REPUBLIKA.CO.ID, JAKARTA -- Harga komoditas pertanian di tingkat global meroket 50 persen sejak pertengahan tahun 2020. Hal ini menurut ekonom dari Rabobank.
Dalam laporan baru tersebut, kenaikan harga gandum, jagung, kedelai, gula, dan berbagai komoditas lainnya disebabkan kondisi La Niña di belahan utara dunia. Selain itu, kenaikan harga pangan juga dipicu mata uang Amerika Serikat yang melemah, spekulan pasar, dan meningkatnya permintaan dari negara-negara pengimpor.
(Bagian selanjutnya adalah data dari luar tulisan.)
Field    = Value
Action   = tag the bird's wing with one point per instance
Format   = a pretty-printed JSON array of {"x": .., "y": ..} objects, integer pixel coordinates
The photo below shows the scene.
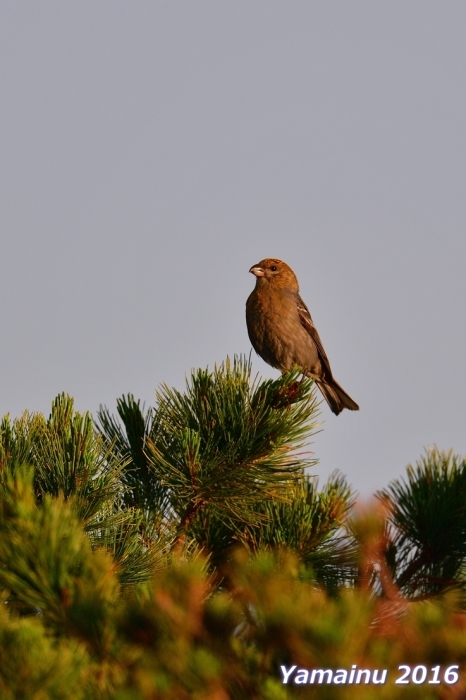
[{"x": 308, "y": 325}]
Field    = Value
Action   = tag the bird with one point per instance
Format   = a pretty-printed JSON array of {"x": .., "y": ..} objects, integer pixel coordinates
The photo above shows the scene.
[{"x": 283, "y": 334}]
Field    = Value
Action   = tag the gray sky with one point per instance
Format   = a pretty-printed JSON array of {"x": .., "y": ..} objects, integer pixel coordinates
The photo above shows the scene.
[{"x": 151, "y": 152}]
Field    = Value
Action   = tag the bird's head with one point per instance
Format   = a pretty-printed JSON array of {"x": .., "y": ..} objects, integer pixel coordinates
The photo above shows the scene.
[{"x": 275, "y": 272}]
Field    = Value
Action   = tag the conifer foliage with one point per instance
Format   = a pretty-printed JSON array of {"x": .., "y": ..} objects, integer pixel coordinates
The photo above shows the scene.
[{"x": 185, "y": 551}]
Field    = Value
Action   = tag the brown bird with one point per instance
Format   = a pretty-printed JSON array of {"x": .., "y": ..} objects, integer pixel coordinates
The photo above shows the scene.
[{"x": 282, "y": 332}]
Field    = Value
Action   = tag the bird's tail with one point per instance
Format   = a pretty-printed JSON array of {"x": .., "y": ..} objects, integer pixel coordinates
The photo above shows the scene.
[{"x": 336, "y": 397}]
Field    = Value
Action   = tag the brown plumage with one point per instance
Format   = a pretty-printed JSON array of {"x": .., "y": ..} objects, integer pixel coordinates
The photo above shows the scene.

Temuan ini diperkuat oleh Indeks Harga Pangan Organisasi Pangan dan Pertanian Dunia (FAO) yang melacak perubahan harga bulanan untuk sejumlah bahan pangan pokok. FAO mengungkapkan, harga sereal, minyak nabati, gula, susu, dan daging pada Januari 2021 telah naik ke level tertinggi sejak 2015.
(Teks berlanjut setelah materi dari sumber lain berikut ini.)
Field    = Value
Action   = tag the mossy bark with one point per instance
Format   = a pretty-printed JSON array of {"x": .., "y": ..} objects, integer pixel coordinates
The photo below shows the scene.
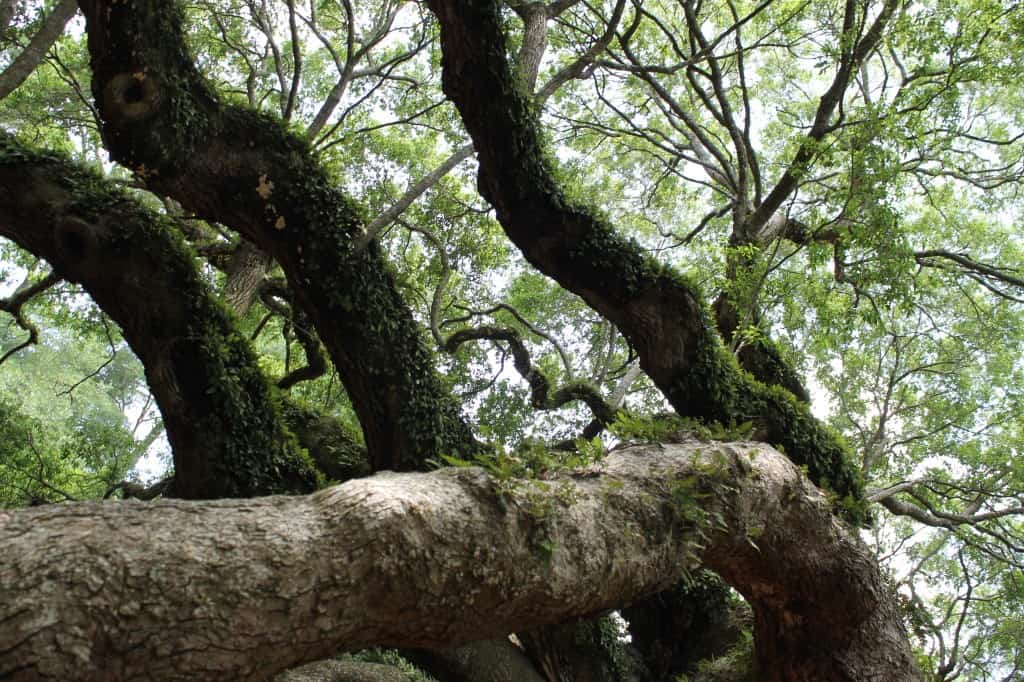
[
  {"x": 221, "y": 415},
  {"x": 246, "y": 170},
  {"x": 662, "y": 313}
]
Analis komoditas senior Rabobank, Charles Clack mengatakan harga masih akan naik sampai level yang tertinggi untuk beberapa waktu mendatang.
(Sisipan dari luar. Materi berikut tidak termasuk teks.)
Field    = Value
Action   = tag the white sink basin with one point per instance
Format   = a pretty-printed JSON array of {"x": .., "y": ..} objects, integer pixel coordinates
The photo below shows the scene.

"Kami perkirakan dolar Amerika Serikat tidak akan menguat dalam waktu dekat (dan) La Niña akan terus menyebabkan kondisi yang lebih kering di belahan bumi utara, sementara permintaan global akan tetap kuat," katanya.
Musim panas lalu, petani gandum Australia menuai hasil panen besar-besaran dan akan mengeruk keuntungan dari hasil panen yang melimpah untuk dijual ketika harga sedang tinggi.
"Kondisi ini sangat positif bagi petani dan masyarakat pedesaan," kata Charles.
Analisis oleh lembaga prakiraan komoditas milik pemerintah Australia, ABARES, menemukan harga pangan lokal naik tipis pada tahun 2020, terutama dipicu kenaikan harga daging.
ABARES memperingatkan kemungkinan ada kenaikan harga di tingkat petani untuk buah dan sayuran, karena produksi yang lebih rendah tahun ini.